The invention relates to imaging of gels stained with fluorescent material, in particular to imaging of two-dimensional gels such as protein gels, but also to imaging of one-dimensional gels, such as electrophoresis gels. The invention further relates to excision of gel material on the basis of its fluorescence.
Protein gels are used in various biochemical processes. Proteins are manipulated in one or two dimensions in a gel. For example, manipulation may be in the form of protein migration, where migration rate depends on protein molecule size with the smallest proteins moving fastest. Another kind of manipulation is based on response to an electric field which can be used to force alkali and basic proteins to move in opposite directions with a migration rate that depends on the degree of alkalinity or acidity. So-called two-dimensional gels allow protein migration based on size and acidity to be performed in orthogonal directions in the same gel.

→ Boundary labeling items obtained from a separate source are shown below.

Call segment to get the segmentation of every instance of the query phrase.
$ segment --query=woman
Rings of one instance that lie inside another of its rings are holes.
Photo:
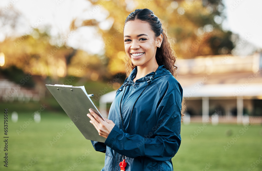
[[[181,141],[182,90],[172,75],[175,58],[165,32],[148,9],[136,10],[127,18],[124,42],[132,70],[106,122],[91,110],[93,116],[88,114],[106,138],[92,141],[96,151],[106,153],[102,170],[173,170],[171,159]]]

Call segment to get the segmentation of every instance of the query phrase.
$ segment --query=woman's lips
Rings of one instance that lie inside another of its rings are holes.
[[[142,56],[145,54],[145,53],[141,53],[142,54],[140,55],[139,55],[138,56],[133,56],[133,55],[132,54],[131,54],[130,56],[131,56],[131,57],[134,59],[138,59],[141,58]]]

To measure the locations of the proteins in the gel, the proteins are marked with a fluorescent stain. The fluorescence is then measured in an optical device which includes an excitation source and photodetection device. The amount of protein at a particular location is inferred from the strength of the fluorescence measured at that point by the photodetection device.

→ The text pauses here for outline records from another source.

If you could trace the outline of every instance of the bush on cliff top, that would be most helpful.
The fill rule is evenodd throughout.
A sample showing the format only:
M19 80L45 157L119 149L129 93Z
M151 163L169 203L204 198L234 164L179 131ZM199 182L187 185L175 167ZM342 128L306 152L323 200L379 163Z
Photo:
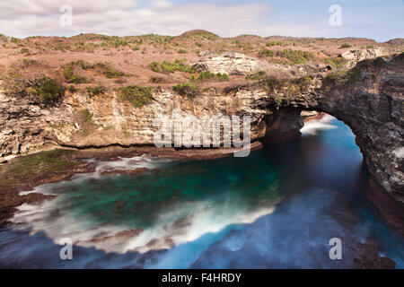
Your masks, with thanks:
M286 48L277 52L277 57L285 57L294 64L305 64L308 60L314 57L314 54L312 52L305 52L301 50L293 50Z
M69 83L86 83L87 78L83 75L83 70L87 69L83 61L72 62L65 66L63 76Z
M32 85L35 95L43 101L57 100L65 94L66 88L49 77L36 79Z
M4 83L10 96L32 96L44 102L62 97L66 90L57 81L46 76L46 65L31 59L12 64Z
M156 73L169 74L176 71L185 73L195 73L195 70L186 62L186 60L176 59L173 63L164 61L162 63L152 62L149 64L152 71Z
M187 83L179 83L172 87L175 92L178 92L181 96L196 97L199 94L199 88L196 85Z
M199 74L199 75L198 77L192 75L190 77L190 81L219 81L219 82L224 82L224 81L229 81L229 76L227 75L227 74L221 74L221 73L210 73L208 71L204 71L201 72Z
M124 100L128 100L134 107L140 108L152 101L152 88L128 85L119 89L119 94Z
M343 85L356 82L359 80L360 76L361 71L357 68L353 68L351 70L338 70L332 72L327 75L325 80L330 83Z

Once a gel location of interest has been located by the optical device, by virtue of its strong fluorescence, that part of the gel is typically removed and placed in the well of a well plate for further processing. This is done conventionally by transferring the gel dish to a robot fitted with a gel coring head. The gel coring head is fitted with a number of corers, for example 8, which can cut out and suck up circular cross-section plugs of gel and deposit them into a well of a well plate.
A large number of fluorescent stains are known. The stains typically have relatively broadband characteristics with one or more broad absorption or excitation bands and a single strong broad emission band. A widely used fluorescent stain is sypro ruby which has excitation bands in the ultraviolet (UV) and blue and emits in the red, peaked at around 620 nm.

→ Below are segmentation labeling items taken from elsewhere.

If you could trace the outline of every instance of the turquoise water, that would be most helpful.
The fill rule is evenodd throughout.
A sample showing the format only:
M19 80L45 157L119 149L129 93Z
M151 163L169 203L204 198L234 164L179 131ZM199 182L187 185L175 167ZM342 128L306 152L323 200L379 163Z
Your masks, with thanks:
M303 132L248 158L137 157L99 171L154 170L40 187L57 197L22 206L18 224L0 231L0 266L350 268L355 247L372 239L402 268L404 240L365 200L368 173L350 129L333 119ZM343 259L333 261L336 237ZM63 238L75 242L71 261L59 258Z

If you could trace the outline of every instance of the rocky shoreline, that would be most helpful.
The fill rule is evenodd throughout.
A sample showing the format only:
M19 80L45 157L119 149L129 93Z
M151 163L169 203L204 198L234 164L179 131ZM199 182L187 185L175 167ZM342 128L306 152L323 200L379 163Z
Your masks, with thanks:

Two kinds of optical device are known for measuring gel fluorescence, as now described with reference to the figures.
FIG. 6 is a schematic side view of an imager in which a charged coupled device (CCD) detector unit 100 comprising a CCD chip 102 and objective 104 is arranged above a shelf 106 on which a gel dish 108 can be placed centrally about the optical axis “O” of the CCD detector unit 100. Alongside the CCD detector unit 100, banks of blue light emitting diodes (LEDs) 110 are arranged facing the center of the shelf where gel dishes are to be placed. The blue LED banks 110 are used to excite fluorescence in the gel which is then measured by the CCD chip. The imager is built into a light-tight housing 112 accessed by a hinged door (not shown). An imager of this kind is the Fuji LAS-1000.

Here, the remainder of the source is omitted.